I like to talk to myself when I’m cooking, there’s nothing wrong with that is there? And I like to talk to myself in the theme of the food I’m cooking, if it’s French I keep my comments deep, guttural and earthy. If it’s a Thai dish, I adopt a sort of sing song bird voice. It makes no sense of course but its for the mood! It’s all about the mood.
Tonight I’m making Beef Burgundy, “Boeuf Bourguignon”. Sounds good, oui?
So cooking is what I love and given a damn good cook book, I’m a damn good cook. My problems start when I try a little free-lancing. A pinch of this, a dollop of that might help? It rarely does.
Hence my results are unpredictable, its up to chance, the roll of the dice. Tonight though, I really am trying to behave. It’s a big night after all. Joel is coming. On its own that’s not unusual. Joel has been to dinner a few times. And on the whole it has been quite successful, no injuries or fatalities. Once or twice he has even “Stayed over”. It was nice, well not bad anyway. I liked Joel. That was the point of tonight.
Back in food central, I forced my self to concentrate. I browned the beef, tricky when you are impatient like me. The oil has to be hot, “almost smoking”. If you want flavour you need caramelisation baby. The meat was Wagu, totally over the top but again, it was a special night. If ever I wanted (needed?) a receptive audience tonight was the night.

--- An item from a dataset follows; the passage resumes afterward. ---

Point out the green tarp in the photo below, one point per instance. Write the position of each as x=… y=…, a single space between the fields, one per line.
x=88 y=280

I was feeling a little giddy, hopefully not too giddy, just excited giddy. Knowing my emotions is important to me. Coping with my moods is part of life, part of my life anyway, but right now I think I’m just plan excited, after all tonight was the night I was going to “tell him”, tell Joel my little bit of news.

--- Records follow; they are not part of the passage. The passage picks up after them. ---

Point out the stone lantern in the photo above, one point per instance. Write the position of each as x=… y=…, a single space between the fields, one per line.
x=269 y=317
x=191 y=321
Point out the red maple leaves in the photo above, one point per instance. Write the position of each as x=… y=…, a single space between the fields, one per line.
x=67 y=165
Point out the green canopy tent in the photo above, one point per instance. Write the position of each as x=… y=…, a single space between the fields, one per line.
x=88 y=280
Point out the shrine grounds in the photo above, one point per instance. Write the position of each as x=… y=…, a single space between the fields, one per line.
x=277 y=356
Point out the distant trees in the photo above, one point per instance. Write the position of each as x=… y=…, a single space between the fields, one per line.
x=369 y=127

Once the meat was done, I threw it, and all the other ingredients, into the oven for two hours. It really needed three to four hours and a lot more fiddling, but I’m hoping with the fancy meat I can cheat. There I was, deviating from the recipe, busted! But who cares, I had bigger fish to fry tonight. Damn, I’m excited. This could be the turning point. Joel, my little Joel, could be the one, but first we have to pass a test, one small test together and when that was passed, as I hoped, yes really hoped it would be, the future was before us.

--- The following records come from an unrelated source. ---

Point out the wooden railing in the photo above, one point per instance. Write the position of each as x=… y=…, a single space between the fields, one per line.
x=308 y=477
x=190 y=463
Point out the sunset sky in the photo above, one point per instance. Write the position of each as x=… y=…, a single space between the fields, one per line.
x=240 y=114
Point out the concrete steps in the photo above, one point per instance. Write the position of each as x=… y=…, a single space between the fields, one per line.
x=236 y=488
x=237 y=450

Truth was, I needed someone. I was lonely. There, I said it. I’m long past wondering if there was something wrong with me, I’m sure there is. I’ also well skilled in suspecting I actually deserved someone. But is is too much to ask? Someone to be with, just some company. I don’t want to own them after all, I just want a friend.
I was in a whirl now as I completed all the little details for the meal. Table set, lights right, music on. I showered, put on my favourite outfit. the slinky dress, not too sexy but just a bit, fixed my hair, bit of perfume.
Later I thought back over how it had gone. Not too bad really. He hadn’t stayed over, which is completely understandable. Big day tomorrow. We work together so I know how busy he is.
The meal was terrific. A little watery, maybe I should have reduced it a little. Oh anyway, it tasted good, the meat was tender, veggies, salad perfect. He brought a nice bottle of wine and we had a nice talk about work, people we knew, you know. I was quite chatty but I often am. Not over the top I’m sure.
Of course I told him my little secret.
“Joel” I said after putting our steaming plates down and sitting opposite. “Joel, I have bipolar disorder and I’ve been seeing a psychiatrist for four years. It means that there are times when I’m very happy and times when I’m very sad. I just thought you should know.“
There. It was out.
Joel was good. Not even a flicker. he was placing the first forkful of food in his mouth and there was not the slightest hesitation. He chewed, not a sliver of surprise lighting his face.
He swallowed that mouthful and said quite simply, “Really?”
Looking back I’m not sure exactly what he meant. Was it “Really. This beef is just amazing and the fact that you have a mental illness only makes you more attractive to me, as I now know there is a deeper and more interesting side to you which we can explore together!” Or “Really? Can see now we have absolutely no future. Let me out of here!”
I’m still not sure. We talked briefly about it. I explained that I was very well managed and hadn’t had a bad episode for over a year. He didn’t seem fazed but then he did seem to drink most of the wine and of course after desert he, you know, ”had to go”. So I’m still wondering.
Actually I’m not. His “Really? was of the “Really, and you think we have future?” kind.
Was I asking too much? I mean I’m not crazy, crazy, I just have some issues. Everybody has something, don’t they?
Well the dishes are done and yes I had my phone nearby, just in case he called to say “Great night. Sorry if I seemed a bit strange. I guess I couldn’t deal with your news immediately. It’s all fine though, we’ll be fine, we have a future.”
But he didn’t.
Then again maybe it was the meal? Then again maybe it wasn’t.